Bülent Ecevit Üniversitesi (BEÜ) Mühendislik Fakültesi Maden Mühendisliği Bölümü´nden mezun olduktan sonra 1988´de TTK Kozlu Müessese Müdürlüğü´nde ocak mühendisi olarak işe başlayan Sadık Yücel, henüz 4 yıllık madenciyken 263 kişinin öldüğü grizu patlamasını yaşadı. Yücel, facia sırasında yerin 560 metre altında Macar mühendislerle yüksek basınçlı hava ile patlatma denemeleri gerçekleştirmek için hazırlık yapıyordu. Yücel, grizu patlayınca yanındaki 4 Macar mühendis ve 40 işçiyle ocaktan çıkmayı başardı.
İŞ GÜVENLİĞİ EĞİTİMİ VERİYOR
Yücel, dünya madencilik tarihinin en büyük kazaları arasında yer alan facianın ardından aynı ocakta çalışmaya devam etti.
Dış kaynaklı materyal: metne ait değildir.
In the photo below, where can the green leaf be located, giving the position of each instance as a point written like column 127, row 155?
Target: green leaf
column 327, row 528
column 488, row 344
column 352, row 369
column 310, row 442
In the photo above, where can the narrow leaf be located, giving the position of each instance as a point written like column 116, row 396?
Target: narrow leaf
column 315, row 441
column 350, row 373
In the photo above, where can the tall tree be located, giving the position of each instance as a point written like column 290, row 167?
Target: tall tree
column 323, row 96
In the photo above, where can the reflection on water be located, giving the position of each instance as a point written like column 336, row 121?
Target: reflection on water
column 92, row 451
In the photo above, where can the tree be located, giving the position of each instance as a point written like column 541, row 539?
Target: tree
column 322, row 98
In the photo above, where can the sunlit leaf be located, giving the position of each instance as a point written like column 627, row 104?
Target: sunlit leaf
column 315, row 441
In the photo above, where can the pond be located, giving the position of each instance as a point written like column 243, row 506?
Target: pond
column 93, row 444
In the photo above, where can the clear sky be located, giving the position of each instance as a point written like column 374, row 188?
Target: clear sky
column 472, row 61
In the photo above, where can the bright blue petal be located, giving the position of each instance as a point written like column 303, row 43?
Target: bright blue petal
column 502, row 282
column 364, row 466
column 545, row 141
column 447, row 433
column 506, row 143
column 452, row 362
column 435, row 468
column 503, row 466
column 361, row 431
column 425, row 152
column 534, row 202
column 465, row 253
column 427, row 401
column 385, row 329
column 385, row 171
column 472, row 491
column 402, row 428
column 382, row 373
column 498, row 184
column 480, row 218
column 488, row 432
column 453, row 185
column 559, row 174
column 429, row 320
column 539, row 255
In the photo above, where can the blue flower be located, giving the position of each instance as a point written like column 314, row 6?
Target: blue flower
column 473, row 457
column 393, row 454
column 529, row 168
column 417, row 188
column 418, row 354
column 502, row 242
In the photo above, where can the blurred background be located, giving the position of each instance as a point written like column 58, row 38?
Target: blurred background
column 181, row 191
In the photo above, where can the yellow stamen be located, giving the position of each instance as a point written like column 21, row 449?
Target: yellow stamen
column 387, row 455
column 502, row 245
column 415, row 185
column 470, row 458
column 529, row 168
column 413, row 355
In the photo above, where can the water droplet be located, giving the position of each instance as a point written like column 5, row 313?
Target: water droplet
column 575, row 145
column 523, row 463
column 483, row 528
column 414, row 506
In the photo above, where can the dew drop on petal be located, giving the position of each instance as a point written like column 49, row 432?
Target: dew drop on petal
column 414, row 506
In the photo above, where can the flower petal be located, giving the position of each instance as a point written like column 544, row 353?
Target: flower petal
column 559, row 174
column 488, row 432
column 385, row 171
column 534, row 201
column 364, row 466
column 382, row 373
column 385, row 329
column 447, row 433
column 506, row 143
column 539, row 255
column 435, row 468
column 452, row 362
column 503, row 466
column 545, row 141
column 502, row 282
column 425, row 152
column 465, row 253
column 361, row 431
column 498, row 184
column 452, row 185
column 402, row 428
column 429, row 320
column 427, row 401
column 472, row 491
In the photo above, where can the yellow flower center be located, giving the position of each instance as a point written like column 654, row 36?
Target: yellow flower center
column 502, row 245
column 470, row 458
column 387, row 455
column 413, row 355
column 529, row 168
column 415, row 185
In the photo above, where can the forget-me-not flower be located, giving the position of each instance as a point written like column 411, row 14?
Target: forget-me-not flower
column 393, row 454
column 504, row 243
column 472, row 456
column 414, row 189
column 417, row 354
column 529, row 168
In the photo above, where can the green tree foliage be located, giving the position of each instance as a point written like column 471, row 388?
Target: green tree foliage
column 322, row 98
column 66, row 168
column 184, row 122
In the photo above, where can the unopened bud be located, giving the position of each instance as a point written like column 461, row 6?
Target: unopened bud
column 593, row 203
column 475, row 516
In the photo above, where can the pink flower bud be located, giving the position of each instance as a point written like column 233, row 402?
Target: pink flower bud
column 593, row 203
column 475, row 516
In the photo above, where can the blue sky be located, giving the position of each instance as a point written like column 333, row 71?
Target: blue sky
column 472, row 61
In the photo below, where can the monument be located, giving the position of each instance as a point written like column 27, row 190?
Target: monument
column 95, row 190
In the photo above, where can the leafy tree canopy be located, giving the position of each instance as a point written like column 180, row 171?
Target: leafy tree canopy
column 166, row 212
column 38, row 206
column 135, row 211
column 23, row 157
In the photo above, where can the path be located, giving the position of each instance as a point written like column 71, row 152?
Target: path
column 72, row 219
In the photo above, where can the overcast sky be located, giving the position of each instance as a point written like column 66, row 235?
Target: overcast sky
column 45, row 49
Daha önceleri ocak içi ve dışındaki denetim-kontrol görevinin yanında eğitimlere de katılan Yücel, son 2 yıldır ise İş Sağlığı ve Güvenliği Uzmanı olarak görev yapıyor. Madencilik, Meslek Eğitimi ve İş Güvenliği dersi veren Yücel, işçilere iş güvenliği eğitimi veriyor. Haftanın 3 günü yapılan eğitimlerde işçilere ocakta uymaları gereken iş güvenliği tedbirlerini anlatan Yücel, grizu patlaması, göçük, yangın gibi iş kazalarında da neler yapmaları gerektiğini aktarıyor.
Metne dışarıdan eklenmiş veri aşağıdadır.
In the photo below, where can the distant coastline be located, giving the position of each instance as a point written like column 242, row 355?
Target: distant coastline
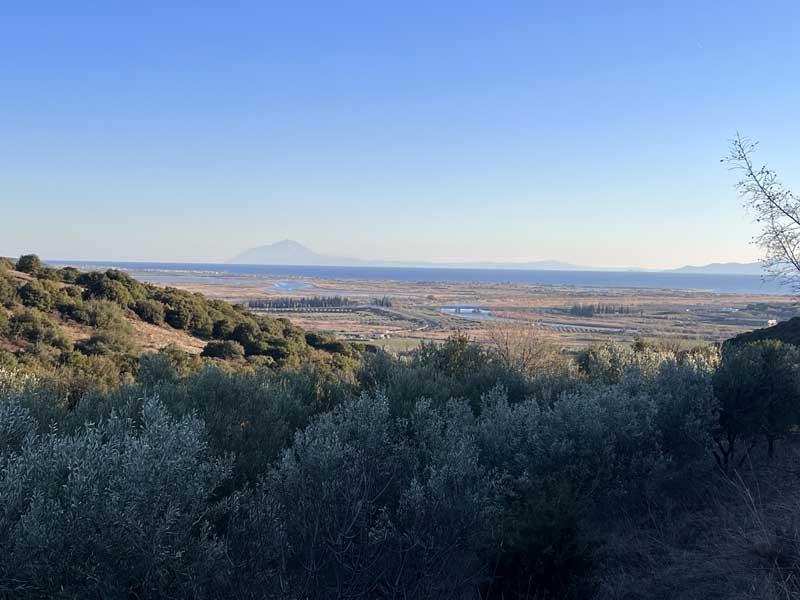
column 674, row 280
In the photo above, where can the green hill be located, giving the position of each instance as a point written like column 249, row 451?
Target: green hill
column 94, row 326
column 785, row 331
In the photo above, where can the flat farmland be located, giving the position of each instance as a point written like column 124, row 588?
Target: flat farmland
column 398, row 314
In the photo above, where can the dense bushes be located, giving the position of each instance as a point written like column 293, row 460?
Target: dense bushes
column 461, row 471
column 114, row 510
column 329, row 492
column 80, row 327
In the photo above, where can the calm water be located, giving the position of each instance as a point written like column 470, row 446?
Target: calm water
column 742, row 284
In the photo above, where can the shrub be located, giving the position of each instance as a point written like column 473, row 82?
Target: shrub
column 35, row 327
column 150, row 311
column 350, row 495
column 114, row 510
column 34, row 295
column 29, row 263
column 758, row 386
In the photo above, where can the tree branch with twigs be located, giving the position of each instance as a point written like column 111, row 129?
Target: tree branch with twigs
column 775, row 207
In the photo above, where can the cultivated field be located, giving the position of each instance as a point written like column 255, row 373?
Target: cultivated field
column 434, row 310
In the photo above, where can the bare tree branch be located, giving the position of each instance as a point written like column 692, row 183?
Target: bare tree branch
column 775, row 207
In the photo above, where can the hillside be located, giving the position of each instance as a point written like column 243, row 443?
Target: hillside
column 786, row 331
column 98, row 325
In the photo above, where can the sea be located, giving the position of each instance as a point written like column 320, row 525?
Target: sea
column 231, row 273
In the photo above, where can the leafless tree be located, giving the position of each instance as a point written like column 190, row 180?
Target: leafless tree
column 775, row 207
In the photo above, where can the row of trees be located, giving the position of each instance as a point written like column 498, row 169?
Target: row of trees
column 589, row 310
column 294, row 303
column 462, row 471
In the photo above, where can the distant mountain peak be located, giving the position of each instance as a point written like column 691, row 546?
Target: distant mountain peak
column 728, row 268
column 284, row 252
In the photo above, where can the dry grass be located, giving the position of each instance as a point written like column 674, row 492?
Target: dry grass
column 152, row 338
column 734, row 538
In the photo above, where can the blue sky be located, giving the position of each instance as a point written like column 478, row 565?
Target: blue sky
column 589, row 132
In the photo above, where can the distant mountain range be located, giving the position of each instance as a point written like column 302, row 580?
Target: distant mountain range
column 289, row 252
column 754, row 268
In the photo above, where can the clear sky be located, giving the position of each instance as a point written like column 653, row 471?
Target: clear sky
column 589, row 132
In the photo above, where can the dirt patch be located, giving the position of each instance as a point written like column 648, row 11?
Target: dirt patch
column 151, row 337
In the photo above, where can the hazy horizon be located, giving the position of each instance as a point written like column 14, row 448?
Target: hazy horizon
column 457, row 132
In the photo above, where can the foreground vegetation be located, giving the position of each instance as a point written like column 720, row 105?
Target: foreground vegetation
column 497, row 471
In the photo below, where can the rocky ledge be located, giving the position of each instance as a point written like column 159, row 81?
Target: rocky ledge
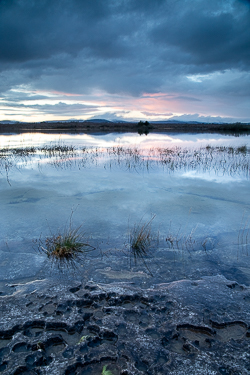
column 184, row 327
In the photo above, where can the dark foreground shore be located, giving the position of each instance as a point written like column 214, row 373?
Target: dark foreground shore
column 110, row 127
column 184, row 327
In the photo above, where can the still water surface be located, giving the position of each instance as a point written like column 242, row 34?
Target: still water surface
column 195, row 187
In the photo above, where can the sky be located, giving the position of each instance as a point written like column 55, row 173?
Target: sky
column 125, row 60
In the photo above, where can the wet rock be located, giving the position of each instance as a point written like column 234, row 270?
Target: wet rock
column 175, row 328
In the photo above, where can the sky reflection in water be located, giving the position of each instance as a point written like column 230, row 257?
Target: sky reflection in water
column 205, row 212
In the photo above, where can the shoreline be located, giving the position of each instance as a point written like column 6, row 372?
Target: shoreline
column 110, row 127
MADENCİLERE BİR ŞEYLER ÖĞRETMEYE DEVAM EDECEĞİM
Facianın 23´üncü yıldönümü nedeniyle dün sabah ocak girişinde
düzenlenen anma töreninde kurtulan diğer 3 madenci ile birlikte madenci heykeli
hediye edilen Sadık Yücel, işçilere 263 işçinin öldüğü grizu patlamasını
ve o gün yaşadıklarını da derslerde anlattığını söyledi. Yücel, şöyle konuştu:
"27 yıllık tecrübemi madenci arkadaşlara aktarmaya çalışıyorum. Derslerin
dışında ocağa da girerek madencileri iş güvenliği konusunda takip ediyorum.
Yaşadığım olaylardan edindiğim tecrübelerimizi, o günden bu güne iş
güvenliği konusunda yapılanlar, yapılmayanlar ve yapılması gerekenleri işçilere
anlatıyorum. 2 yıl önce emekli olmaya hak kazandım. Ancak ben yeni
madencilerimize bir şeyler öğretmeye gücüm yettiğince
devam edeceğim."
5 yıl önce parkinson hastalığına yakalandığını da belirten Sadık Yücel,
"Maden ocağında ağır metallere maruz kaldığımdan bu hastalığa
yakalandım. Ben onunla o benimle mücadele ediyor ama yine madende
çalışmaya devam ediyoruz. Yapacak başka bir şey yok" dedi.
FACİADA YAŞADIKLARI
263 işçinin öldüğü faciada yaşadıklarını da anlatan Yücel, şöyle dedi:
"Macar mühendislerle yüksek basınçla patlatma denemesi gerçekleştirecektik.
Biz madene önden indik. Bizim arkamızdan müdürler de gelecekti. Onları
bekliyorduk. İşçiler yemek için mola vermişti. O sırada
üzerimize kömür tozuyla bir şok dalgası geldi. Biz toparlandıktan sonra
kaçış bölgesinden çıkışa doğru ilerlemeye başladık. Ocak ana-baba günüydü. Bir
an önce dışarıya çıkmak istiyordu herkes. Yanan işçilerimiz vardı. Ben önce
yanan işçilerin dışarıya çıkmasını sağladım. Vagonlarla onları dışarıya
çıkarttık. Sonra biz de 4 Macar mühendis ve 40
işçi dışarıya çıktık. Çıkış yerine geldiğimizde içeride kalan
işçilerimiz olduğu söylendi. Ben tekrar ocağa inerek 1´i yanmış vaziyette 2
kişiyi daha dışarıya çıkarttım. Allah bir daha böyle acılar yaşatmasın."